噂の通り、お姫様の子は生きられず、姫もまた亡くなった。それがまた酷い死に方だったそうで、毒を盛られたのではなかろうかと噂されている。

ちなみに女神官は焼身自殺……流石は呪術も得意なだけはある、と俺はアリスの腕前に苦笑した。


王宮は姫を弔い、そして勇者の繋がりも切れて不利になった現状にびくびくしている。血眼になって俺を探すかもしれない―――そろそろこの国から去らねばなるまい。
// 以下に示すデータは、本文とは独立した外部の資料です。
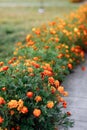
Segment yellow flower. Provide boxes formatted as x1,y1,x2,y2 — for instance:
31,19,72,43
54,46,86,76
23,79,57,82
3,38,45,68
47,101,54,108
8,100,18,109
17,99,24,111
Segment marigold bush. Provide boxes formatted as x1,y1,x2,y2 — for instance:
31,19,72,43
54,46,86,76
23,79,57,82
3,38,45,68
0,5,87,130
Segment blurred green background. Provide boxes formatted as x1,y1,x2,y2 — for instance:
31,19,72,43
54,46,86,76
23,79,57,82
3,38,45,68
0,0,80,60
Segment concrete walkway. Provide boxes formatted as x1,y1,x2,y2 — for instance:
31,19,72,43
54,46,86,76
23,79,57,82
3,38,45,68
0,0,87,8
63,54,87,130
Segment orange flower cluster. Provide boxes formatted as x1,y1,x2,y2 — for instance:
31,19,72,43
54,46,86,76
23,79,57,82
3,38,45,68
8,99,28,114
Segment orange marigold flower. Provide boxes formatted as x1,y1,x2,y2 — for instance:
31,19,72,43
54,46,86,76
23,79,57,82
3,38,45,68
21,106,28,114
43,70,53,76
67,111,71,116
46,101,54,108
63,91,69,96
26,91,34,98
1,66,9,71
26,34,32,42
10,110,15,115
8,100,18,109
0,61,4,66
28,67,33,73
2,87,7,91
54,80,60,88
35,96,42,102
48,77,54,85
17,99,24,111
0,97,5,105
63,101,67,108
0,116,4,124
33,108,41,117
58,86,64,94
68,63,73,69
81,66,86,71
51,86,56,94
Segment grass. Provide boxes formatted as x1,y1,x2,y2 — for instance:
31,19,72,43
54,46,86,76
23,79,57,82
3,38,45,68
0,0,81,60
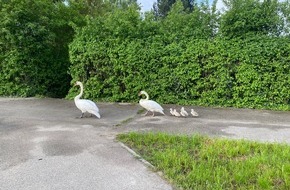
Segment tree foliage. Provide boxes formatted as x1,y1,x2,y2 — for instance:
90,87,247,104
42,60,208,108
70,2,290,109
0,0,73,97
0,0,290,110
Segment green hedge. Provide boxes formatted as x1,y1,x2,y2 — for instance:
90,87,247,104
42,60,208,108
68,13,290,110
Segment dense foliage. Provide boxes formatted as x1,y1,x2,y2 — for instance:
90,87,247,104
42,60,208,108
70,2,290,110
0,0,290,110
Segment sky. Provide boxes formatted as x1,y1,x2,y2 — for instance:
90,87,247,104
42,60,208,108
138,0,224,12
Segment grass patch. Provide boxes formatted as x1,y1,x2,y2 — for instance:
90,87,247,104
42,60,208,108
118,133,290,190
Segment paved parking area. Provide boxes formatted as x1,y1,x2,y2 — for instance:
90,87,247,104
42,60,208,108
0,98,290,190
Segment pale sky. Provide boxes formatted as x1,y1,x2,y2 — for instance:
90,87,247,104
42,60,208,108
138,0,224,11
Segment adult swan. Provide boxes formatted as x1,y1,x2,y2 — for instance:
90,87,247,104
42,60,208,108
74,81,101,118
138,91,165,117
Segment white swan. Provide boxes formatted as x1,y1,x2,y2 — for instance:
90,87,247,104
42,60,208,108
170,108,174,116
190,109,198,117
74,81,101,118
173,109,180,117
180,107,188,117
138,91,165,117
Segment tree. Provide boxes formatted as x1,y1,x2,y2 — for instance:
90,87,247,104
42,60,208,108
0,0,73,97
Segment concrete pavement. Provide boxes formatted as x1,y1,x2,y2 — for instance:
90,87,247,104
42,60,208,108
0,98,290,190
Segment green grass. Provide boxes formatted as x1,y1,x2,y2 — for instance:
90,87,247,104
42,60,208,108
118,133,290,190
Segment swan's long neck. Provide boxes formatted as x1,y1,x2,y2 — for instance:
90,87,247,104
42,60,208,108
143,92,149,100
75,84,84,99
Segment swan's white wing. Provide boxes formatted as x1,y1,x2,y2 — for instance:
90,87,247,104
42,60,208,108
75,99,100,118
139,99,164,114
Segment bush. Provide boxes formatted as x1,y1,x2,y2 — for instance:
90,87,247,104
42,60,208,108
68,5,290,110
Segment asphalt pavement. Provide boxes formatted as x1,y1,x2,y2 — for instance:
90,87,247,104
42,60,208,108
0,98,290,190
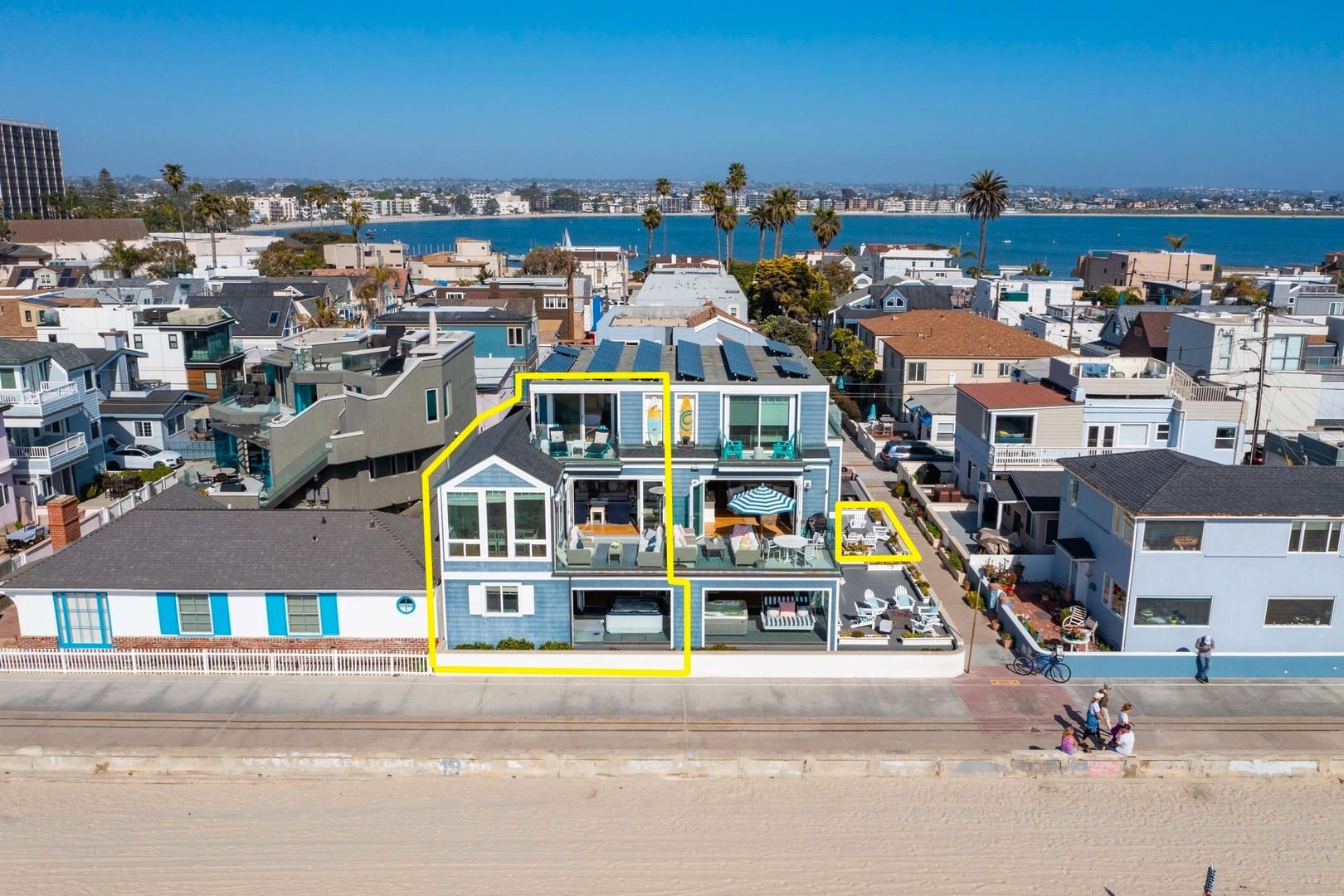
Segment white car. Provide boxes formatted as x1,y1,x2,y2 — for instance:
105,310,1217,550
108,445,182,470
思えば俺の前生は、他人を犠牲にしてでもあいつを優先させることばかりだった。


来世があれば悲惨な人生だろうと思う。地獄があれば最下層に行くのだろう。


だが、怖くは無い。



「―――ただいま」

「あっ、ふふ、おかえりなさい!」

「プリン買って来たぞ」

「やったぁ……あら、ふふふ」

「ん?」

「今ね、お腹、ふふ」

「あー!ずるい!もう一回!」

「まだアーサーには分からないわよ?」

「いいや分かる!もう一回!もう一回!」

「ふふ、じゃあ、よーく耳を澄ませてね…」



病める時も、健やかなる時も。


罰される時も。死ぬ時も。



ずっと、いっしょだよな――――。






お見事ハッピーエンド。






追記:



たった三話ですが、読んでくださってありがとうございます。


内容はアレですが、個人的に、転生(勇者)×前世妻のこのカップリングが地味に理想のヤンデレカップルだったり。…まあ実際こんな夫婦いたら怖すぎて泣きますが。

なんか設定が死んでるような話だったのが無念です……ちなみに魔王爺さんのネタは「君好きRPG」で使おうか「勇者拾ったら」で使うか悩んだ没案でした。


もうギリギリセウトで大人向けなろう様行こうか悩みましたが挑戦しました。アカンと言われたら大人しくそっちに変えます……もうちょっとガッツリ書きたかったです。はい。

差別用語と妊娠の話を勉強せずに書いてしまい申し訳ありませんでした。

ただ「あなたの子供が欲しい」なんて極上プロポーズ使いたかったんです……軽んじていると思われた方、すいません。


ヤンデレ夫婦は子供が産まれたら引っ越して好きな子にヤンデレひっかけてゲットする逞しい子供になると思います。

夫婦は最期、何とか呪いでもかけて夫婦の木になるかもしれないし、薬を飲んで一緒に死ぬのかもしれません。上手いこと不老の方法を知るかもしれません。

そんな感じで、こんな二人で妄想してくれたらとても嬉しいです。


最後までお付き合いしていただき、ありがとうございました。